BronchiectasisBronchiectasisBronchiectasis

Bronchiectasis is destruction and widening of the large airways.

  • If the condition is present at birth, it is called congenital bronchiectasis.
  • If it develops later in life, it is called acquired bronchiectasis.

Causes

Bronchiectasis is often caused by recurrent inflammation or infection of the airways. It most often begins in childhood as a complication from infection or inhaling a foreign object.

Cystic fibrosis causes about half of all bronchiectasis in the United States. Recurrent, severe lung infections (pneumonia, tuberculosis, fungal infections), abnormal lung defenses, and obstruction of the airways by a foreign body or tumor are some of the risk factors.

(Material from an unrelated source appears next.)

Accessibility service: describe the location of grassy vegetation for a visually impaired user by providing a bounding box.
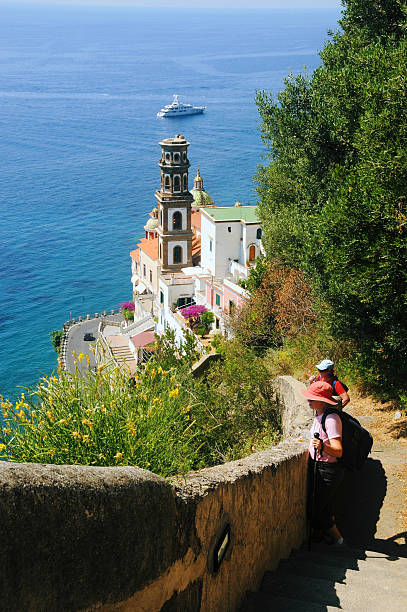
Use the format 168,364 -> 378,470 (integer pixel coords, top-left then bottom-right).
0,334 -> 279,476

The condition can also be caused by routinely breathing in food particles while eating.

Symptoms

Symptoms often develop gradually, and may occur months or years after the event that causes the bronchiectasis.

They may include:

  • Bluish skin color
  • Breath odor
  • Chronic cough with large amounts of foul-smelling sputum
  • Clubbing of fingers
  • Coughing up blood
  • Cough that gets worse when lying on one side
  • Fatigue
  • Paleness
  • Shortness of breath that gets worse with exercise
  • Weight loss
  • Wheezing

Exams and Tests

When listening to the chest with a stethoscope, the doctor may hear small clicking, bubbling, wheezing, rattling, or other sounds, usually in the lower lobes of the lungs.

Tests may include:

  • Aspergillosis precipitin test (to check for signs of the aspergillosis fungus)
  • Chest x-ray
  • Chest CT
  • Sputum culture
  • Complete blood count (CBC)
  • PPD skin test to check for a prior tuberculosis infection
  • Serum immunoglobulin electrophoresis
  • Sweat test or other cystic fibrosis testing

Treatment

Treatment is aimed at controlling infections and bronchial secretions, relieving airway obstruction, and preventing complications.

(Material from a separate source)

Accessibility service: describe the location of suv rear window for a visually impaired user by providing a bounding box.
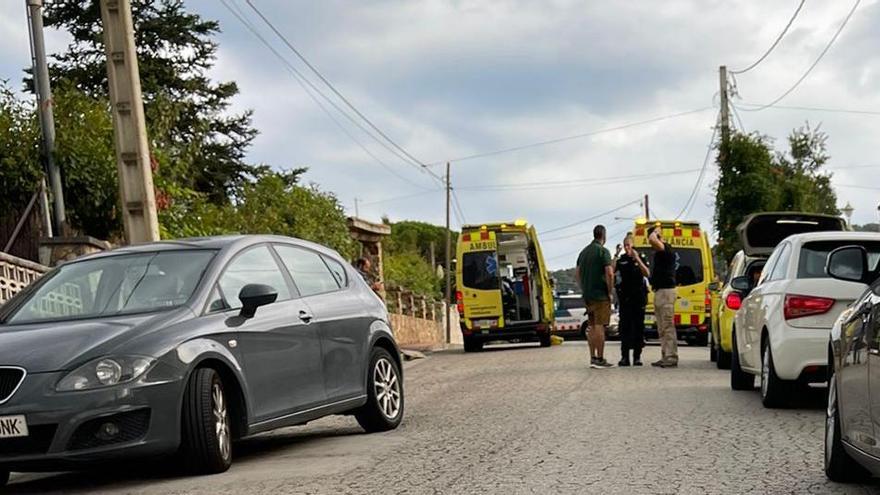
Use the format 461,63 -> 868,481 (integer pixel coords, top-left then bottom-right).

Regular, daily drainage to remove bronchial secretions is a routine part of treatment. A respiratory therapist can show the patient coughing exercises that will help.

Antibiotics, bronchodilators, and expectorants are often prescribed for infections.

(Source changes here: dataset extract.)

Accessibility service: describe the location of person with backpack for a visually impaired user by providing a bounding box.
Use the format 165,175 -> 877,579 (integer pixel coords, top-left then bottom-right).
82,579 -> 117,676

Surgery to resect the lung may be needed if medicine does not work or if the patient has massive bleeding.

Outlook (Prognosis)

With treatment, most people can lead normal lives without major disability.

Possible Complications

  • Cor pulmonale
  • Coughing up blood
  • Low oxygen levels (in severe cases)
  • Recurrent pneumonia

When to Contact a Medical Professional

Call your health care provider if:

  • Chest pain or shortness of breath gets worse
  • There is a change in color or amount of the phlegm you cough up, or if it is bloody
  • Other symptoms get worse or do not improve with treatment

Prevention

The risk may be reduced if lung infections are promptly treated.

Childhood vaccinations and a yearly flu vaccine help reduce the chance of some infections. Avoiding upper respiratory infections, smoking, and pollution may also reduce your risk of infection.